S’il est vrai que le mandat de certains sénateurs était dépassé, la validité de la ratification du Traité trouve son explication en droit.
Une réforme de l’élection des sénateurs
Avant 2003, les sénateurs étaient élus pour un mandat de neuf ans. Le Sénat n’était pas intégralement renouvelé à chaque élection, comme l’Assemblée nationale, mais par tiers. Ainsi, tous les trois ans, un tiers des sénateurs étaient renouvelés.
Depuis 2003, le mandat d’un sénateur est de six ans, le Sénat est renouvelé par moitié tous les trois ans. Mais cette nouvelle organisation n’entre en vigueur qu’en 2010.
Entre deux est donc intervenue la ratification du traité de Lisbonne. Les sénateurs, tout comme les députés, ont eu à voter pour cette ratification au nom de la France.
À ce sujet, Francis Lalanne assure qu’« un tiers des sénateurs a été élu en septembre 1998, leur mandat a donc pris en fin en 2007″. Alors comment se fait-il que ce même tiers de sénateurs ait pu voter la ratification en février 2008 ?

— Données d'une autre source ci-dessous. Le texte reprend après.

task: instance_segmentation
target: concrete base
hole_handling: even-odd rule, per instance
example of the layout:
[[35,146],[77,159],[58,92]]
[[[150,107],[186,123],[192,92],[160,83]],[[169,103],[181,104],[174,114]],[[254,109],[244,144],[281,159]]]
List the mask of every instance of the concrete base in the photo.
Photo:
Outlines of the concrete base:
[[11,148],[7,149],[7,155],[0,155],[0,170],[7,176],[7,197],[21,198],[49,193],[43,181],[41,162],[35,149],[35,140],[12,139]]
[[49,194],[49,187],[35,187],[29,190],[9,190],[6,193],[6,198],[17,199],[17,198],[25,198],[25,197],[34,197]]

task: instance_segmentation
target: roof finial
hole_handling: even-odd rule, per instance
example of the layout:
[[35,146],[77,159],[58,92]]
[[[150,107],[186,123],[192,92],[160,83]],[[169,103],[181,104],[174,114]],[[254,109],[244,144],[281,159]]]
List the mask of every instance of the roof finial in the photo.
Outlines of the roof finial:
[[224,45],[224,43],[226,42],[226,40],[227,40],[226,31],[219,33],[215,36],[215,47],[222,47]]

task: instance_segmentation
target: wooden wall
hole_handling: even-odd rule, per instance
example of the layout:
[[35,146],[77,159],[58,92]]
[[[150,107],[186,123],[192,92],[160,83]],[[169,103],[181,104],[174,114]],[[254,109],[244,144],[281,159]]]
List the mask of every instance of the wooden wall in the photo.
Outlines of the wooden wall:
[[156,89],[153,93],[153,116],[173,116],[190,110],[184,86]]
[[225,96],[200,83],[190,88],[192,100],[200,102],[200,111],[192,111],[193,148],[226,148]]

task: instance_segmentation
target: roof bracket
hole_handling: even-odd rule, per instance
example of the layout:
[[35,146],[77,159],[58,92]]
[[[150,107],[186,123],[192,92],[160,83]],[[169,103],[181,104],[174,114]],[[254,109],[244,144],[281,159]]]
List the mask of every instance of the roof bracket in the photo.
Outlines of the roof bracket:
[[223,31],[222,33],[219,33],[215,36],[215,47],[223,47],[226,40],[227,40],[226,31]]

Un décalage dans les dates des élections
Les sénateurs du tiers A, élus en 1998 pour 9 ans, devaient effectivement être renouvelés en septembre 2007. Mais, compte tenu de la forte activité électorale de l’année 2007, à savoir des élections présidentielle, législatives, cantonales, municipales et sénatoriales, le tout sur une période de six mois, un report de certaines élections a été décidé.
Une première loi du 15 décembre 2005 a prolongé d’un an le mandat des conseillers municipaux et généraux, pour que leur renouvellement intervienne en 2008.
Une deuxième loi, adoptée le même jour, a aussi prévu que les renouvellements du Sénat prévus en 2007, en 2010 et en 2013 étaient décalés d’un an. Les sénateurs normalement renouvelés en septembre 2007 l’ont donc été en septembre 2008.
Au moment de la ratification par le Sénat du Traité de Lisbonne en février 2008, un tiers des sénateurs étaient donc, de fait, dans sa « dixième année » de mandat.
Mais tout ceci a été possible grâce à une loi adoptée par le Parlement, c’est-à-dire les représentants de la nation, élus démocratiquement. Le Conseil constitutionnel a également déclaré ce report conforme à la Constitution pour une raison simple : les sénateurs sont élus par les élus locaux.
Si ces derniers voient leur mandat prolongé, le Conseil des Sages a estimé qu’il fallait éviter que les sénateurs soient élus « par un collège en majeure partie composé d’élus exerçant leur mandat au-delà de son terme normal ».
Résultat : les sénateurs concernés étaient toujours en fonction en 2008, et la ratification du traité de Lisbonne est donc parfaitement valide.
Juridiquement, toute la procédure de ratification était valide, il n’y a donc aucun vice de procédure qui ferait s’effondrer l’Union européenne.